The Eagles haven’t drafted a running back in the first round in 33 years, and they might not draft one in the first round for another 33 years.
They won a Super Bowl last year relying heavily on their running attack without a running back taken in the first four rounds. And they haven’t taken a running back in the first three rounds in nine years, the longest they’ve gone without selecting one with a premium pick since the 1970s. The Eagles are also the only team in the league that hasn't taken a running back in the first round in the last 30 years and they're one of just five that hasn't taken one in the first three rounds since 2010.
So it sure seems like there’s an organizational philosophy in place to focus on certain positions early in the draft — historically, offensive and defensive line — and cobble together a running back corps.
It sure worked last year. They signed LeGarrette Blount (a one-time undrafted free agent) after the draft, they signed rookie Corey Clement after the draft and they traded for Jay Ajayi (a one-time fifth-round pick) after the draft.
Then they went out and averaged 132 rushing yards per game, third-most in the NFL, and 4.5 yards per carry, fourth-best in the NFL.
“If you look historically, you can get good running backs anywhere through the draft,” Eagles Vice President of player personnel Joe Douglas said after the draft.

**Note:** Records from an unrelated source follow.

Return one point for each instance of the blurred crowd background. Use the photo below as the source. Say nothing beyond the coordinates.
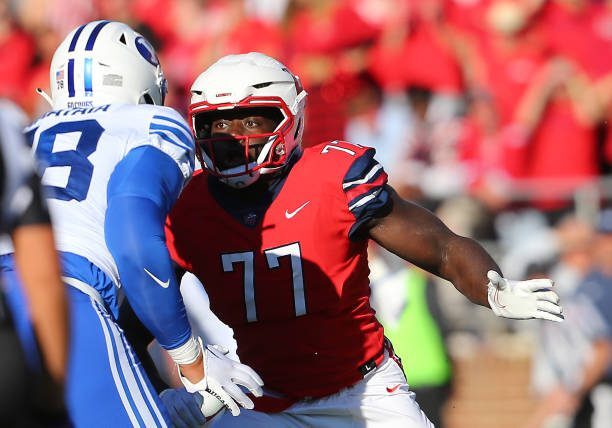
(492, 113)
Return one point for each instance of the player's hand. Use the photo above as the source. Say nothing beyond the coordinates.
(222, 375)
(183, 407)
(523, 299)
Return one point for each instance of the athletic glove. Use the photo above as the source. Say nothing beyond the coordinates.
(184, 408)
(523, 299)
(222, 375)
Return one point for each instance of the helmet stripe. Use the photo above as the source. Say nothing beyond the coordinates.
(87, 76)
(75, 38)
(71, 77)
(94, 35)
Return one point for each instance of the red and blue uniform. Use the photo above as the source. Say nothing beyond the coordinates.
(287, 267)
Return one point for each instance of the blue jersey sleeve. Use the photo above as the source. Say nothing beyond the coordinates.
(141, 191)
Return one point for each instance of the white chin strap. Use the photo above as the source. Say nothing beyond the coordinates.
(242, 180)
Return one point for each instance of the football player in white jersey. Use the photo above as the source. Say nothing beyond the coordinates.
(113, 161)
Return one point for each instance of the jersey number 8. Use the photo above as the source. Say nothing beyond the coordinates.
(81, 169)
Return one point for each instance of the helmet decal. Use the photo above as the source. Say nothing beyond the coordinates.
(146, 50)
(104, 62)
(248, 81)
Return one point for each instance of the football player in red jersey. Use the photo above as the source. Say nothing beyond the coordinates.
(278, 235)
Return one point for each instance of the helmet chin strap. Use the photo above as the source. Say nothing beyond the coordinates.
(45, 96)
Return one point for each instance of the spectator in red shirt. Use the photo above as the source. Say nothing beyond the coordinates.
(16, 55)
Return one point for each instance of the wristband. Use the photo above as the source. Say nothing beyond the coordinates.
(187, 353)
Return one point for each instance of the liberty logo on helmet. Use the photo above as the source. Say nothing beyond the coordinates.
(146, 50)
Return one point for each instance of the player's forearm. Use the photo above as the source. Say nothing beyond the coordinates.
(39, 270)
(465, 265)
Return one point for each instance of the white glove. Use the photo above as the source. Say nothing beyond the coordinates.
(222, 375)
(183, 407)
(523, 299)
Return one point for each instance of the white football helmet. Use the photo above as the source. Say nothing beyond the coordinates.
(249, 81)
(104, 62)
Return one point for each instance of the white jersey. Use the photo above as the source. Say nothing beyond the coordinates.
(78, 150)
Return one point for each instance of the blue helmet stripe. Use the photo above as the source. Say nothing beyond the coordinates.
(94, 35)
(75, 38)
(71, 77)
(87, 76)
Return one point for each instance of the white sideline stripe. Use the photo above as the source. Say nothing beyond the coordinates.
(113, 365)
(130, 380)
(85, 288)
(369, 175)
(144, 384)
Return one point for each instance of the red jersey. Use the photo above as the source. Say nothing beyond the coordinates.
(291, 280)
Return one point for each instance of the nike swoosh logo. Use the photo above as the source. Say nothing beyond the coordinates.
(393, 388)
(159, 281)
(293, 213)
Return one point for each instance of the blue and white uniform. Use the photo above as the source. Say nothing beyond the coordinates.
(111, 174)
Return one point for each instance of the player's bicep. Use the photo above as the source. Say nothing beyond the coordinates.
(413, 233)
(149, 173)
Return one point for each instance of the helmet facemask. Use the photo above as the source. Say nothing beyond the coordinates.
(238, 160)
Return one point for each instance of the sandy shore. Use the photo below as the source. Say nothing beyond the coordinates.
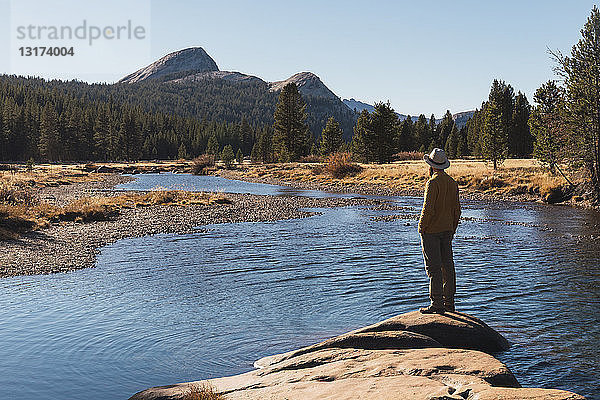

“You can get great running backs in the first. Like the draft has proven the last few years, you can get great running backs in the third. Like we proved last year, you can get a really good running back after the draft.
“So it just works out. Seems to work out that way every year with the depth of the draft at that position.”
Eagles vice president of football operations Howie Roseman said the Eagles aren’t opposed to using a high pick on a running back. It just hasn’t worked out that way since they took LeSean McCoy in the second round in 2009.
“Honestly, I think it’s a coincidence more than anything, it’s just worked out that way,” Roseman said. “We’ve had first-round grades, second-round grades, third-round grades on running backs every year.”
But the reality is the Eagles haven’t drafted a productive running back in the first round since Steve Van Buren in 1944 (although 1988 pick Keith Byars did become a very good receiver).
While they didn’t draft a back this year, they did sign heralded undrafted rookie Josh Adams, a Bucks County native who was very productive the last three years at Notre Dame.
So the current running back group includes two fourth-round picks (Darren Sproles, Donnel Pumphrey), two fifth-round picks (Ajayi, Wendell Smallwood) and two undrafted players (Corey Clement, Adams).
And building a running game around unheralded players or cheaper free agents means more money for other positions.
Also, the running back-by-committee approach that head coach Doug Pederson prefers isn’t really conducive to first-round picks, who are going to expect 300 carries a season.
According to Spotrac, the Eagles rank 27th in the NFL in running back spending in 2018 based on current rosters.
It’s not that the don’t value running backs. They do. The Eagles have the fourth-most rushes in the NFL in the two years since Doug Pederson became head coach (behind only the Bills, Cowboys and Titans).
They’ve just figured out that with the right evaluations it’s possible to build a dangerous and productive running back room through the secondary market.